Dana Thornton faces a court hearing in Morristown next week at which attorney Richard Roberts will seek to have the indictment thrown out.
The Morris County Prosecutor's Office indicted Thornton last year on one count of fourth-degree identity theft, a crime punishable by a maximum of 18 months in jail if she is convicted at trial.
Thornton, of Belleville, could not be reached by phone Wednesday, but Roberts said the law and Thornton's actions don't mesh.
"The statute as it exists really is aimed at people who actually go into a store with a phony credit card, for instance, and use that number and assume that name while committing a crime," he said. "When you're talking about things that get put on the Internet you're getting into free speech."
Authorities allege Thornton created the Facebook page as if it was made by her former boyfriend, Parsippany police detective Michael Lasalandra, and made disparaging comments purportedly from him.

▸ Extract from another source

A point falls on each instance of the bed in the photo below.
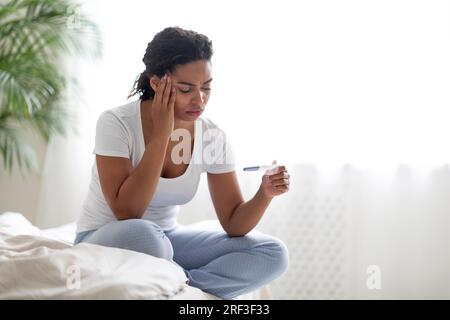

Lasalandra didn't return a phone message seeking comment Wednesday.
The statute says a person is guilty of identity theft if he or she "impersonates another or assumes a false identity and does an act in such assumed character or false identity for the purpose of obtaining a benefit for himself or another or to injure or defraud another."

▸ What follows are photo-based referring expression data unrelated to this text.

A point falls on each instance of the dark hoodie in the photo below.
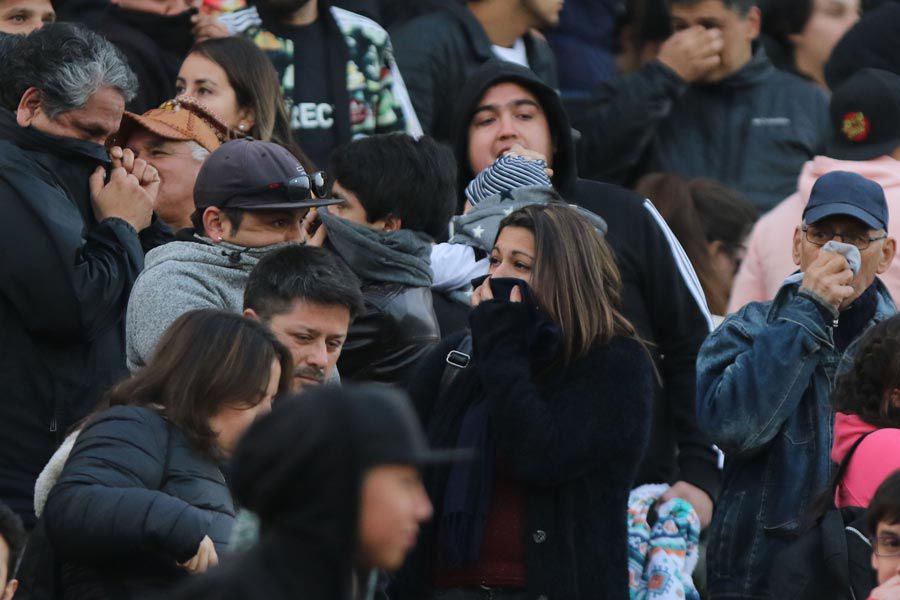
(300, 470)
(661, 295)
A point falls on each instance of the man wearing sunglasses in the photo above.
(764, 378)
(251, 198)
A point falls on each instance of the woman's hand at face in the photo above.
(205, 558)
(483, 292)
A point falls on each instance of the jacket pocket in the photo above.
(723, 547)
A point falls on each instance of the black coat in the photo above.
(64, 285)
(436, 53)
(573, 441)
(660, 292)
(134, 499)
(155, 46)
(752, 131)
(396, 330)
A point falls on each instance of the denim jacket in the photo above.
(764, 380)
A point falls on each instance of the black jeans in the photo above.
(480, 593)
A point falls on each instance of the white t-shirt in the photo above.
(515, 54)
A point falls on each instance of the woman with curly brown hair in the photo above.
(867, 401)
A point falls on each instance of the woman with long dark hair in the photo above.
(142, 499)
(236, 80)
(553, 390)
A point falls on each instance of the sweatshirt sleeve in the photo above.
(620, 127)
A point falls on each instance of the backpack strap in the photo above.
(457, 360)
(842, 468)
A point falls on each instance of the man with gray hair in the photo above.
(175, 139)
(69, 245)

The Morris County Prosecutor's Office declined to comment on the case.
Jeffrey Pollock, an attorney who recently argued a case before the state Supreme Court that focused on whether bloggers have the same protections as journalists, said the case could break new ground in identity theft law.
He added that Lasalandra might have a strong civil claim for defamation.
"It's an unusual claim because the statements are not being made about him, but indirectly he's being made liable and that impairs his reputation," he said. "It's putting a false statement in writing that reflects on the morality of the person you're talking about."
Roberts said New York recently amended its identity theft statute to make it a crime to impersonate someone by electronic means, but that New Jersey has yet to do so.
"The legislative history of our statute makes no mention of electronic means," he said. "The statute doesn't fit the crime, which we don't even admit was a crime."